St. Mary of Victories is blessed to share a common history with some of the most influential religious orders that helped make St. Louis what it is today. Our church is considered the "one true home" of the Sisters of St. Mary who got their start in St. Louis, and their name at St. Mary of Victories Church. The sisters would go on to found a health ministry which would become SSM Heath System, based in St. Louis.
In 1870, foundress Mother Mary Odelia was a German citizen working in Paris, running a home for girls that worked as domestic servants in the city. When war broke out, Mother Odelia was forced to leave France, but found the government in Germany was very unwelcoming to her and discriminated against the Catholic Church. She and her sisters moved to the United States because of the persecution, and in a vocational response to serve the poor. They modeled themselves after the charism of St. Francis of Asissi who renounced material wealth and ventured out as a missionary to help those most in need.
The sisters crossed the Atlantic by ship, and then crossed the continent by train to arrive in St.

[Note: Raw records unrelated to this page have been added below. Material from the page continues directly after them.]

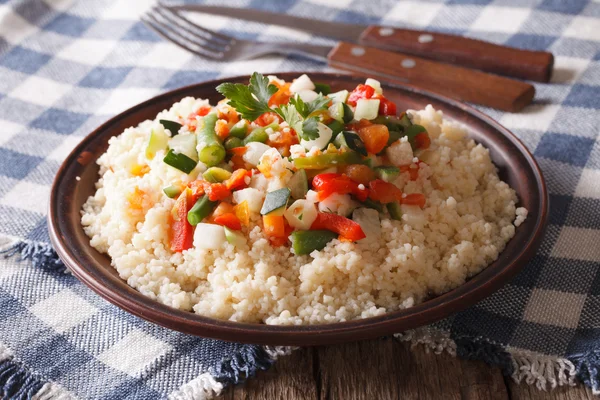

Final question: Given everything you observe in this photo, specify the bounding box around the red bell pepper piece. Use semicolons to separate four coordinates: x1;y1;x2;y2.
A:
400;193;425;208
369;179;402;204
310;212;367;242
170;190;194;253
379;96;396;115
312;173;369;201
223;168;252;190
347;84;375;106
214;213;242;231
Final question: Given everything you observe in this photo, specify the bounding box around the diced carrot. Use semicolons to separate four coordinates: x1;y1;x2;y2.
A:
358;124;390;154
254;112;283;126
127;186;146;211
263;215;285;237
344;164;376;185
369;179;402;204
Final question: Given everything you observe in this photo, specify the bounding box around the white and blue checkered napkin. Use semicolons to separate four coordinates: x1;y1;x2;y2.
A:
0;0;600;399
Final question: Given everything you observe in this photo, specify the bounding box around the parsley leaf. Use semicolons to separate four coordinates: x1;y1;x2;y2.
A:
275;104;319;140
217;72;277;121
301;117;319;140
290;94;331;118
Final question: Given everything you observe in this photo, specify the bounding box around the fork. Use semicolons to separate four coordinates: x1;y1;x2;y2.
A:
142;4;535;112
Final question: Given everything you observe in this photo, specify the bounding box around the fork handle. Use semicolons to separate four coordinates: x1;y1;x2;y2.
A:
327;42;535;112
359;25;554;82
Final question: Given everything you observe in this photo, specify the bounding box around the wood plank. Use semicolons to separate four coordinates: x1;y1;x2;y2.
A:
221;339;595;400
507;379;597;400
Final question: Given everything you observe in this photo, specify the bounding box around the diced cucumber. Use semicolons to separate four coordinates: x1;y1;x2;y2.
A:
146;129;169;160
315;83;331;96
202;167;231;183
342;103;354;124
327;120;344;141
373;166;400;182
163;149;198;174
229;119;248;139
158;119;183;136
169;135;198;161
329;103;344;123
387;202;402;221
300;122;333;150
354;99;379;120
163;185;182;199
290;230;338;256
223;226;246;247
327;90;350;104
288;169;308;199
385;131;404;147
333;131;367;156
260;188;291;215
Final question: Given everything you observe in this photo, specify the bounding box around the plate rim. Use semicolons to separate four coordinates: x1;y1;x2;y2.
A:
47;71;549;345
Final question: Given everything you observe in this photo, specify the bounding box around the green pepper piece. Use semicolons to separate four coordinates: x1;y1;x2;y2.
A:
290;230;338;256
244;122;279;145
163;150;198;174
196;113;225;167
188;194;218;226
225;136;244;150
158;119;183;136
294;151;363;169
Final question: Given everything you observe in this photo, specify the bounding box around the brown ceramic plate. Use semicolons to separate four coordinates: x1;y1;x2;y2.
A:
48;73;548;345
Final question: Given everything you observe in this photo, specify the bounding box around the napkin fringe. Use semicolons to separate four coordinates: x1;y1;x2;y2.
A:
571;351;600;395
0;239;68;272
0;343;74;400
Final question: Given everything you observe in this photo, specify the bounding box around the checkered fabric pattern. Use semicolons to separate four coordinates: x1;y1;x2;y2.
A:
0;0;600;399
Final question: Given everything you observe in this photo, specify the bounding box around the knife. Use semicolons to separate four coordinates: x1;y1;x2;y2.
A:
168;4;554;82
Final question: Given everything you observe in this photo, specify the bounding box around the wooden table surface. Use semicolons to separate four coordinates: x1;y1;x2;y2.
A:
220;339;595;400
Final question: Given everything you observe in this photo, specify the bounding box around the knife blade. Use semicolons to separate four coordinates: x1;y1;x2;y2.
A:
163;4;554;82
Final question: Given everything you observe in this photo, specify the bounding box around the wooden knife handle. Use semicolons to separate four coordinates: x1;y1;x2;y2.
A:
359;25;554;82
327;42;535;112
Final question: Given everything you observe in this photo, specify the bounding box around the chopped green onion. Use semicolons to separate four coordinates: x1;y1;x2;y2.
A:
158;119;183;136
163;185;181;199
196;114;225;167
290;230;338;256
315;83;331;96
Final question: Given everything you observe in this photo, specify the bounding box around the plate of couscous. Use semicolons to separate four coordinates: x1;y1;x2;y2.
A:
49;73;548;345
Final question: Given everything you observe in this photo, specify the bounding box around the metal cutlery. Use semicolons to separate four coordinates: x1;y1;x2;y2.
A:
142;5;535;112
163;4;554;82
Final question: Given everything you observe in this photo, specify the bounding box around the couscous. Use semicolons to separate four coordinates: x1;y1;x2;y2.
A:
81;73;527;325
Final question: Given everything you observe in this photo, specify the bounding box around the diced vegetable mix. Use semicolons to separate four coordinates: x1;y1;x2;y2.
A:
145;73;431;255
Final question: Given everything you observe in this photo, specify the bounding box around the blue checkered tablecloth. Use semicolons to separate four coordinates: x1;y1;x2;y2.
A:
0;0;600;399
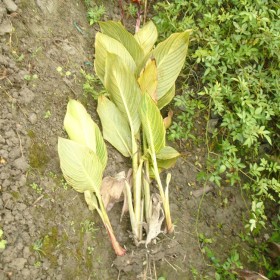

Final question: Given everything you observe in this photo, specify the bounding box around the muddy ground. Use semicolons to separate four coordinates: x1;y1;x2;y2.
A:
0;0;252;280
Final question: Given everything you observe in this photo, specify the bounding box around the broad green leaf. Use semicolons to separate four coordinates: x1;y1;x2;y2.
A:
58;137;103;193
152;30;190;104
97;96;132;157
138;59;158;102
99;21;144;64
64;99;107;169
140;94;165;153
157;84;175;110
105;54;141;135
84;191;98;211
94;32;136;84
156;146;180;160
134;21;158;55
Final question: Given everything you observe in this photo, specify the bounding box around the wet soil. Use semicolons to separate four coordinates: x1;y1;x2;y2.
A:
0;0;247;280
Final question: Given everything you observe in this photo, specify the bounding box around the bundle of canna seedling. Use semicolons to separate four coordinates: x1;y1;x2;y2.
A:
58;21;190;255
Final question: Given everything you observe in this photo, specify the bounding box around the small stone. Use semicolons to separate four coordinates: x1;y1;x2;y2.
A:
18;175;26;187
19;88;35;104
13;157;29;172
21;268;31;279
28;113;37;124
3;0;18;13
0;19;13;35
10;258;27;271
9;148;21;160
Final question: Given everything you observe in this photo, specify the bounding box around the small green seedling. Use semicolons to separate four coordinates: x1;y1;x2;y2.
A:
44;110;52;119
58;100;126;256
94;21;190;245
0;228;7;250
30;182;43;194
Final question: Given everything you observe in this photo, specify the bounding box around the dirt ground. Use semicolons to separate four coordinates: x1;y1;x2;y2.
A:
0;0;247;280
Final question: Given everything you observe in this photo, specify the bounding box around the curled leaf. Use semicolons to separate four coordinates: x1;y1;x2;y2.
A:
163;110;174;129
144;193;165;247
100;170;132;216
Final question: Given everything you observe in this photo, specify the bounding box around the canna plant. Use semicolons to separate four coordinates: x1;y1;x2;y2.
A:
94;21;191;245
58;100;125;256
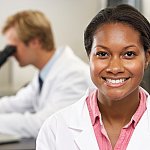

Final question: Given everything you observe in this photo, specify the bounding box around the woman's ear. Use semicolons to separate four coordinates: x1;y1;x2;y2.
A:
145;49;150;69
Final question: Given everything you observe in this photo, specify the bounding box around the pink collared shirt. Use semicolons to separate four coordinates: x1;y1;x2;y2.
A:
86;89;147;150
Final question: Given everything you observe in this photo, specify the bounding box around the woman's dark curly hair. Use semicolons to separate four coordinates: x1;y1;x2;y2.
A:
84;4;150;56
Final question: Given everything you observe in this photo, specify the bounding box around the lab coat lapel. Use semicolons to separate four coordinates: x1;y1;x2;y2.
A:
68;89;99;150
127;97;150;150
75;127;99;150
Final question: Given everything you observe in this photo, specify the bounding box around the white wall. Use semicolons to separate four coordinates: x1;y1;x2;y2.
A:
0;0;105;94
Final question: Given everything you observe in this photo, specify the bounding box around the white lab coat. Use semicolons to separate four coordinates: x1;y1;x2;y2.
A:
0;47;91;137
36;88;150;150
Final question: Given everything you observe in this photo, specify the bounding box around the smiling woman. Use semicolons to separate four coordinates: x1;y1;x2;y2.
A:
37;5;150;150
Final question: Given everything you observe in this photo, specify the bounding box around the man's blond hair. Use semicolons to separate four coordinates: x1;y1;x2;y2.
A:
2;10;55;50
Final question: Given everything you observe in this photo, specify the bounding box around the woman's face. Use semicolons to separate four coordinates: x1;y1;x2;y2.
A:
89;23;149;100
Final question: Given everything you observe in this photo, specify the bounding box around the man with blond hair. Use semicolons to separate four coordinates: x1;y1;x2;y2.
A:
0;10;90;138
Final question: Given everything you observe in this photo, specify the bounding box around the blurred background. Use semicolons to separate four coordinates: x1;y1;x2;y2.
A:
0;0;150;96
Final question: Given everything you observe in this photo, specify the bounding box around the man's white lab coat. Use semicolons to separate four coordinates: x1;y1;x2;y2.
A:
0;47;90;137
36;88;150;150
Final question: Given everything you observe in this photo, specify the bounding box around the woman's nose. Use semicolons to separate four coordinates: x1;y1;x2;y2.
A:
106;58;124;74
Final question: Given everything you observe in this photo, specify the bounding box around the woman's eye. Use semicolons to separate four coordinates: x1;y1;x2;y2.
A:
124;51;135;58
96;52;108;58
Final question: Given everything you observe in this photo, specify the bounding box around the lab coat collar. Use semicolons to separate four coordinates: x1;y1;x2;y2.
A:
64;89;150;150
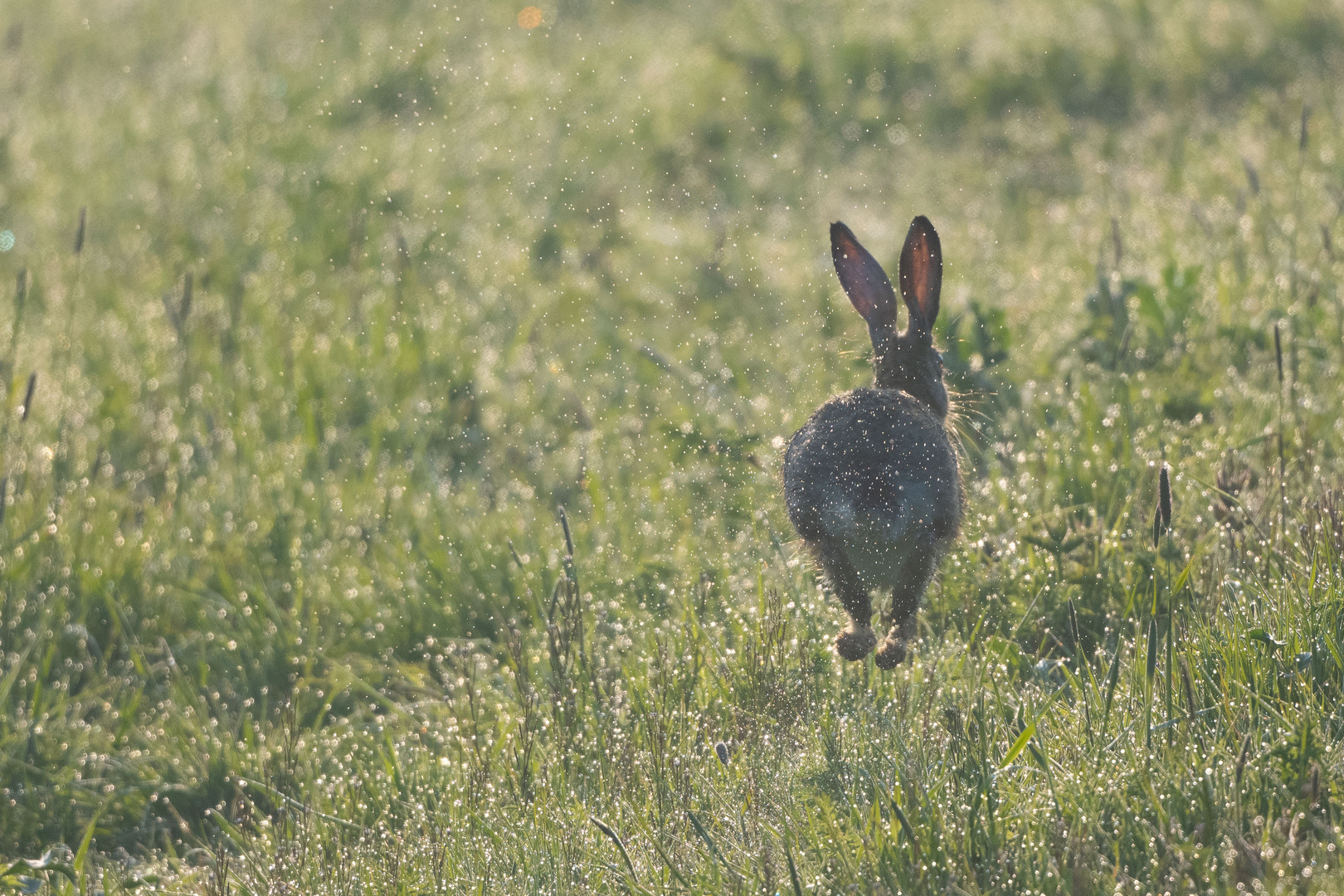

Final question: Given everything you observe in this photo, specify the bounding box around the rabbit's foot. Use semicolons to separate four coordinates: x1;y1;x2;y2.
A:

Louis in 1872. The Eads Bridge was still under construction, and it was still about 100 years before the Gateway Arch would be built. They city at that time was bustling with immigrants. Tenament housing was packed with people, and industry was booming - generating jobs and a lot of industrial pollution. The close quarters and pollution lead to outbreaks of disease including smallpox, tuberculosis, typhoid fever, diptheria, and scarlet fever. Because they were German, the sisters were immediately attracted to St. Mary of Victories Church, which had been a solid German parish since 1843. At first they stayed with the Ursuline Sisters, and then rented rooms in an apartment across the street from St. Mary of Victories. Ultimately a convent would be built that attached directly to the south side of the Church (pictured at left). At first known as "the Smallpox Sisters" because of their exposure to contagion, they entered and worshiped in the Church to the second balcony (below the choir loft) to prevent infecting the congregation.
The Sisters of St. Mary ministered to the sick in their homes, sometimes spending weeks washing, cooking and cleaning for sick families. To support their ministry they walked the streets asking forfood, clothing, and money for the sick and themselves. On May 24, 1877, the sisters opened their first hospital on Papin Street. The infirmary served the sick and poor, and ultimately it became well known for excellent care of the African American Community. The building, now closed, is still visible from I-64, and stands as a testament to the ministry that would grow in to the SSM Health System, a non-profit Catholic health care ministry serving the communities in Missouri, Illinois, Wisconsin and Oklahoma.